At the heart of all this is server motherboards—they serve as the "brains" of AI systems. Consequently, the printed circuit boards (PCBs) used for AI computing have become the lifeblood of the electronics industry. These motherboards must host high-speed chips like CPUs and GPUs, ensuring real-time processing of massive amounts of data. However, the design and manufacturing requirements for these PCBs are extremely high: they require a 18-layer, 4-8-level HDI (high-density interconnect) structure and high-frequency, high-speed materials as the substrate. Unfortunately, manufacturers capable of producing these high-end PCBs are currently scarce, especially in the areas of prototype and small-batch manufacturing, severely hindering the pace of innovation in the AI era.
As a leading company with a decade of experience in HDI PCB manufacturing, MASSIVE PCB has focused on high-reliability and high-precision manufacturing.We have continuously enhanced our technology in the field of small- medium-volume manufacturing, gradually filling gaps in several challenging HDI PCB manufacturing processes. Leveraging a decade of expertise in fine-wire and microvia technologies.
This article will start with the current state of the AI trend, deeply analyze the characteristics of server substrate PCBs, supply bottlenecks, and solutions provided by MASSIVE PCB, and look forward to the future development blueprint. It calls on the industry to work together to promote the transformation of the AI electronics industry and contribute its valuable strength to the domestic substitution of large server substrates.

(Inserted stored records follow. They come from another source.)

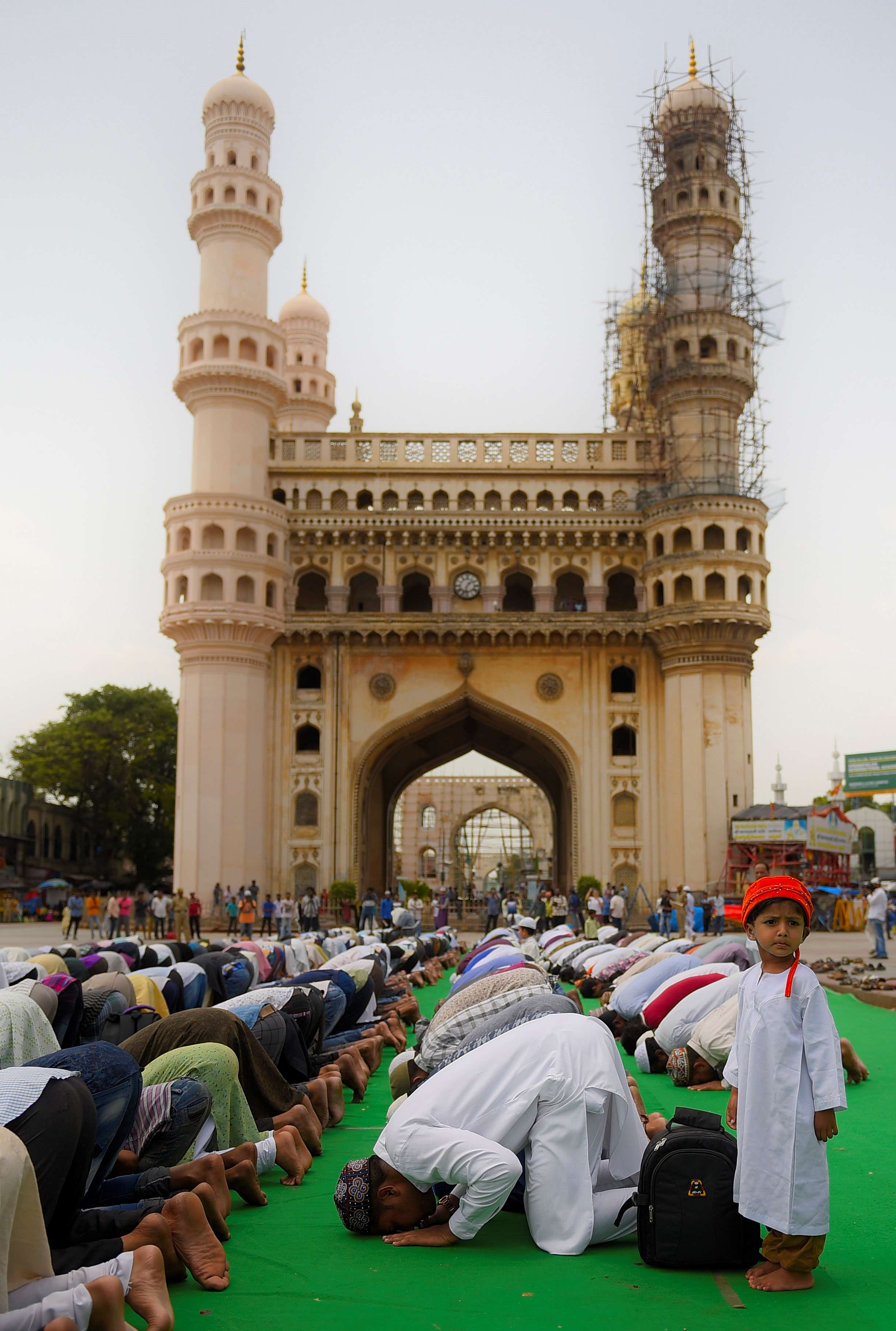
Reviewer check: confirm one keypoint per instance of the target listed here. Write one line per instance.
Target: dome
(240, 90)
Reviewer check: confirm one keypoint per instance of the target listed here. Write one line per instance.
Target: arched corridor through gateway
(437, 737)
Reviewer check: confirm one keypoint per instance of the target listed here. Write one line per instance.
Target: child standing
(787, 1083)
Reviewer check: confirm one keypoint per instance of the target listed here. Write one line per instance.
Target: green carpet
(292, 1265)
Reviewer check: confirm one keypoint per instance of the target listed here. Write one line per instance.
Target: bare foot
(209, 1201)
(288, 1156)
(208, 1169)
(244, 1181)
(148, 1293)
(857, 1070)
(782, 1281)
(155, 1230)
(195, 1242)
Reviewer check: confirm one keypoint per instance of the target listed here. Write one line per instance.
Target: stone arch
(433, 735)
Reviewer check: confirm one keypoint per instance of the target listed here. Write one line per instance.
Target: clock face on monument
(467, 586)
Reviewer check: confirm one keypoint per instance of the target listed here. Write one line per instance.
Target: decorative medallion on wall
(383, 686)
(549, 687)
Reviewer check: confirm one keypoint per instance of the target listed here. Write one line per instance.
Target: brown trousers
(797, 1253)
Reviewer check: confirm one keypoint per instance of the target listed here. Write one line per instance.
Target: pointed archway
(438, 734)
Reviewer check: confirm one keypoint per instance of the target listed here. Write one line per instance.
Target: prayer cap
(679, 1066)
(352, 1196)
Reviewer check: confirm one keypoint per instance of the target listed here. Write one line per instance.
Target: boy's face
(779, 928)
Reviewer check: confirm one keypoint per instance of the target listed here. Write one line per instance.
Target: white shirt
(786, 1065)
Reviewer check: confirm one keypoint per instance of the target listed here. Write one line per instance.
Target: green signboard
(870, 774)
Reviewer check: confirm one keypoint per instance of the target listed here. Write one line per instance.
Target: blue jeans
(878, 935)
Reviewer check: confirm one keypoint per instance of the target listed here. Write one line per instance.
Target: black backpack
(686, 1210)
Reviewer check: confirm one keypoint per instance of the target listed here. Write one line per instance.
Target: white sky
(464, 183)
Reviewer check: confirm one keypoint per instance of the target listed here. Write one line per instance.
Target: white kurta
(786, 1065)
(554, 1088)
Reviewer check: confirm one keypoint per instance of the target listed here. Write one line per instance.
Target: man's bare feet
(244, 1181)
(783, 1281)
(288, 1142)
(857, 1070)
(148, 1292)
(195, 1242)
(208, 1169)
(209, 1201)
(155, 1230)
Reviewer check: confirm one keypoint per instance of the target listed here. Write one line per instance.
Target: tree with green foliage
(112, 759)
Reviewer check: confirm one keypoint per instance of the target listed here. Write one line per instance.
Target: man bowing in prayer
(554, 1089)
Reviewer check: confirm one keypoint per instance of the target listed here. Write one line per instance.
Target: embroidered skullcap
(679, 1066)
(642, 1056)
(352, 1196)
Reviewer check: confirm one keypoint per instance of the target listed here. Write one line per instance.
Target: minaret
(225, 541)
(311, 388)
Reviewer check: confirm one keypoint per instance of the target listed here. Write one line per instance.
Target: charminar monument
(353, 609)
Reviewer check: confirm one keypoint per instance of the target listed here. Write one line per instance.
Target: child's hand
(826, 1125)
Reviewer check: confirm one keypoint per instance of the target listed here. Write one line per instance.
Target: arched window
(623, 742)
(519, 593)
(570, 593)
(308, 739)
(622, 679)
(414, 594)
(625, 810)
(308, 677)
(364, 596)
(683, 590)
(307, 814)
(311, 594)
(621, 593)
(212, 587)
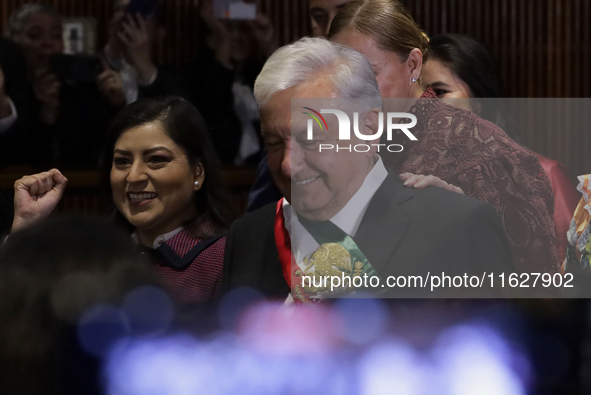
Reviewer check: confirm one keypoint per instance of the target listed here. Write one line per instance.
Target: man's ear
(370, 127)
(414, 64)
(198, 176)
(371, 121)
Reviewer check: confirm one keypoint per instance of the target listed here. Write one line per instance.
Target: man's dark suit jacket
(404, 231)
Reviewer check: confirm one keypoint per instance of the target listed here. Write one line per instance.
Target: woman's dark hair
(471, 62)
(185, 126)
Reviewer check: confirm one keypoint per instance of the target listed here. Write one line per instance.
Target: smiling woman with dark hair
(162, 172)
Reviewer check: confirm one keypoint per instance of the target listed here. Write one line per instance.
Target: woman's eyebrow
(154, 149)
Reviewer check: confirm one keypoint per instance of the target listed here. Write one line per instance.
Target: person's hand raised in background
(5, 109)
(47, 88)
(36, 196)
(136, 42)
(219, 39)
(110, 85)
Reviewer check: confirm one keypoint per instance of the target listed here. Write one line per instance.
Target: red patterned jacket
(191, 279)
(477, 156)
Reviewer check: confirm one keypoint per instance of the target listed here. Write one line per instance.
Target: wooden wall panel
(543, 47)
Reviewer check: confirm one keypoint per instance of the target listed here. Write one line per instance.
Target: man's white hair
(301, 62)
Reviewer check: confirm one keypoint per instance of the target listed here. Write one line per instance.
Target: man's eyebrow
(317, 9)
(440, 84)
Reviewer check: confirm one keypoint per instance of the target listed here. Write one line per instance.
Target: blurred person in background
(69, 119)
(163, 176)
(322, 12)
(460, 67)
(13, 103)
(51, 274)
(231, 53)
(133, 40)
(485, 163)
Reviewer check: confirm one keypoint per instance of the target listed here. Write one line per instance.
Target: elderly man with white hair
(344, 217)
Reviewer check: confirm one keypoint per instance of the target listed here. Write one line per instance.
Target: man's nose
(293, 159)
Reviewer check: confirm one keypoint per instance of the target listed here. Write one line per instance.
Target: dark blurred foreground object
(49, 275)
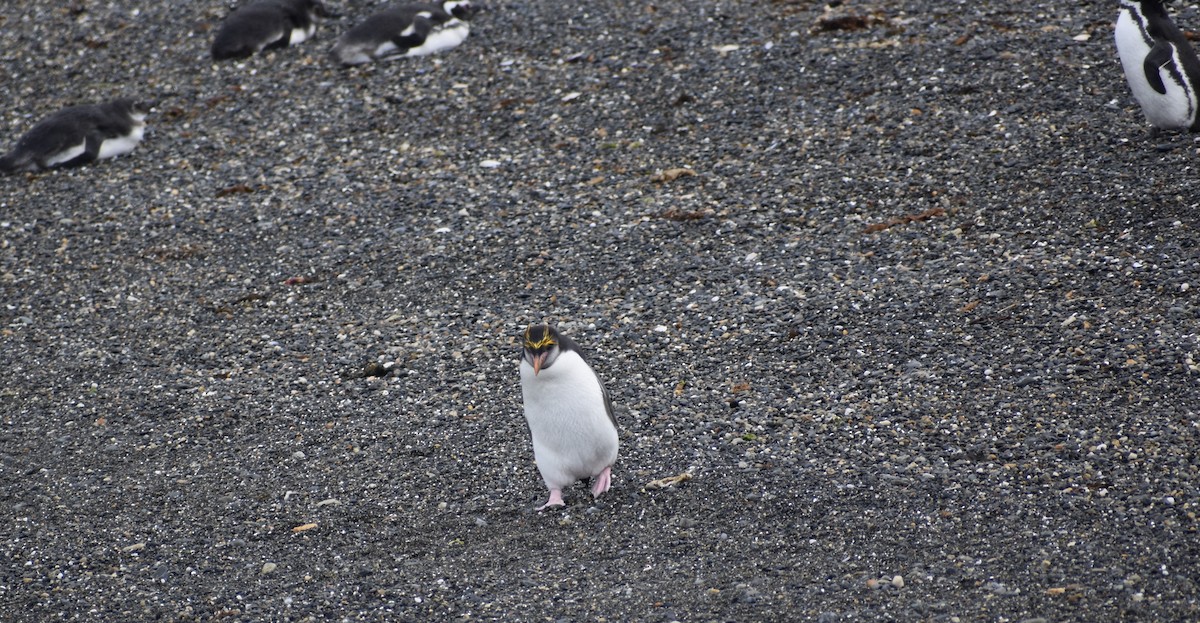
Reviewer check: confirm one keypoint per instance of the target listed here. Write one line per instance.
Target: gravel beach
(901, 298)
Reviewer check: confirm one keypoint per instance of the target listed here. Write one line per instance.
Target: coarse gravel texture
(906, 289)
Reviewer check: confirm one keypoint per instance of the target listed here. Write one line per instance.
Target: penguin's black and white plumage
(79, 135)
(569, 414)
(406, 30)
(1159, 64)
(267, 24)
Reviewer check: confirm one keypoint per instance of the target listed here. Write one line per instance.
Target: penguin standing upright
(78, 135)
(406, 30)
(569, 413)
(267, 24)
(1159, 64)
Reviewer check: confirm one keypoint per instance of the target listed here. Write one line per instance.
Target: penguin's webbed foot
(556, 499)
(601, 483)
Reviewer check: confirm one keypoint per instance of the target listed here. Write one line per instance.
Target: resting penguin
(78, 135)
(406, 30)
(1159, 64)
(267, 24)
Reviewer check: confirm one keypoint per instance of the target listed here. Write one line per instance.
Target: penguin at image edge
(1159, 65)
(79, 135)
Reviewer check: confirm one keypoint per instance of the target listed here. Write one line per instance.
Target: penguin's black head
(460, 9)
(541, 346)
(133, 108)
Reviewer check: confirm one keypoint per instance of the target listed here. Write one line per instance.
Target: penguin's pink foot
(601, 483)
(556, 499)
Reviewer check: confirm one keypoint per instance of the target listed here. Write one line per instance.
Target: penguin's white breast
(119, 145)
(564, 403)
(301, 34)
(1173, 109)
(449, 36)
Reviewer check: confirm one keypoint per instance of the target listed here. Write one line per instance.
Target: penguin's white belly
(1170, 111)
(573, 436)
(449, 36)
(301, 34)
(119, 145)
(67, 155)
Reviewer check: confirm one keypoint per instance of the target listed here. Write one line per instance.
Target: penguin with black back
(79, 135)
(267, 24)
(406, 30)
(569, 413)
(1159, 65)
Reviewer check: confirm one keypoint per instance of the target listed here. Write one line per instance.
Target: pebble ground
(905, 289)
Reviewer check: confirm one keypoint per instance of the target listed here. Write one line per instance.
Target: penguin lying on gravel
(406, 30)
(79, 135)
(267, 24)
(1159, 64)
(569, 414)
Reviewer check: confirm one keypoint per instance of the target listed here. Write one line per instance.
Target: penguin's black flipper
(1161, 54)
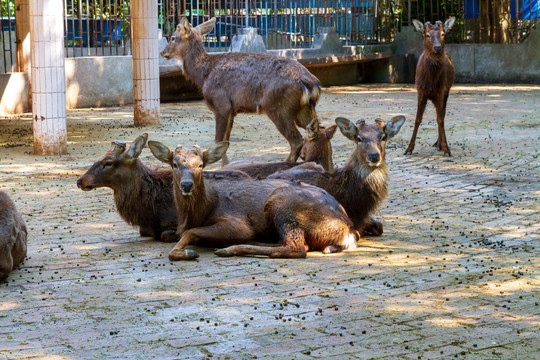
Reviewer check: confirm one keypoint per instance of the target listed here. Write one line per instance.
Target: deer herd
(280, 209)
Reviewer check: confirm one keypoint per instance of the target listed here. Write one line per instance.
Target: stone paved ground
(454, 276)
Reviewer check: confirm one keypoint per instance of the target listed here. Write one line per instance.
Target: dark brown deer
(143, 196)
(225, 211)
(13, 236)
(434, 78)
(316, 148)
(361, 184)
(233, 83)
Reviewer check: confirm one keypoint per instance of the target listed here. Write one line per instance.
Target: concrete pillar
(144, 34)
(22, 34)
(48, 77)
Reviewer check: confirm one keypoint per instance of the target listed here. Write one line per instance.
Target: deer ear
(136, 146)
(347, 128)
(161, 152)
(313, 129)
(448, 24)
(418, 26)
(393, 126)
(215, 152)
(184, 28)
(206, 27)
(330, 131)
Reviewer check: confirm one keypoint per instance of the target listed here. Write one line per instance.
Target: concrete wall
(99, 81)
(492, 63)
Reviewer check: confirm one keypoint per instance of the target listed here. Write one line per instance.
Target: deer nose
(374, 158)
(187, 186)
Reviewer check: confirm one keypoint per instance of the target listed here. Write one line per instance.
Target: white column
(144, 35)
(22, 33)
(48, 77)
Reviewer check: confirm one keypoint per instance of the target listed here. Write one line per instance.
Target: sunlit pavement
(455, 274)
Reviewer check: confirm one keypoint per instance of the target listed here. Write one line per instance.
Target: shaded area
(455, 274)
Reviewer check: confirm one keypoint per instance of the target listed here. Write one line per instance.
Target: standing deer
(225, 211)
(143, 196)
(361, 184)
(434, 78)
(12, 236)
(233, 83)
(316, 149)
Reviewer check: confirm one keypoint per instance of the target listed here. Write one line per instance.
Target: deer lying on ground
(434, 78)
(316, 148)
(233, 83)
(143, 196)
(12, 236)
(224, 211)
(361, 184)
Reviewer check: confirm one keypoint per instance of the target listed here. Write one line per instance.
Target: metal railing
(286, 23)
(97, 27)
(477, 21)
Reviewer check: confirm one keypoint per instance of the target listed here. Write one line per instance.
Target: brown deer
(434, 78)
(143, 196)
(13, 236)
(361, 184)
(227, 211)
(233, 83)
(316, 148)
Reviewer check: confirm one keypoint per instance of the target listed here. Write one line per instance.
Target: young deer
(434, 78)
(225, 211)
(233, 83)
(12, 236)
(143, 196)
(361, 184)
(316, 148)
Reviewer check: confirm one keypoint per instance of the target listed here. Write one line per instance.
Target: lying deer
(434, 78)
(224, 211)
(316, 148)
(233, 83)
(143, 196)
(361, 184)
(13, 236)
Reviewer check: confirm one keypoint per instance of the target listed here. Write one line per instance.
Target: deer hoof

Industry status and demand data
Artificial intelligence and big data technologies are now entering large-scale commercial use. IDC data shows that the global AI server market will reach US$30.7 billion in 2023, a year-on-year growth of 35.6%. It is projected to exceed US$90 billion by 2028, with a compound annual growth rate of 24%. Cluster servers used for training large models place particularly stringent hardware requirements, requiring each GPU node to be equipped with an ultra-high-performance motherboard. For example, NVIDIA's DGX SuperPOD system uses an 8-level HDI PCB motherboard to support petabyte-level data throughput.
Big data analytics is also driving demand. According to Statista, the global data platform, the total amount of data will reach 120 zettabytes (1 zettabyte = 1 billion terabytes) in 2023 and will increase to 180 zettabytes by 2025. Cloud computing giants like Amazon AWS and Microsoft Azure will need to deploy millions of servers: Google's data centers alone will add over 1 million servers in 2023, a 28% increase over the previous year. These server motherboards must support high-frequency computing (such as 128-core CPUs running at frequencies above 5GHz) and low-latency transmission, making PCBs with 18 or more layers the standard. A report by industry research firm Prismark indicates that the high-end server PCB market will reach $18 billion in 2023, with 18-24 layer PCBs accounting for over 60%. Demand is expected to increase to $25 billion by 2025, with an annual growth rate exceeding 20%.
Specific demand data are as follows,
★Layer Count Requirements: The average number of layers in AI server motherboards will jump from 14 in 2019 to 18-22 in 2024. Dell PowerEdge series motherboards have adopted a 20-layer design to meet AI inference loads.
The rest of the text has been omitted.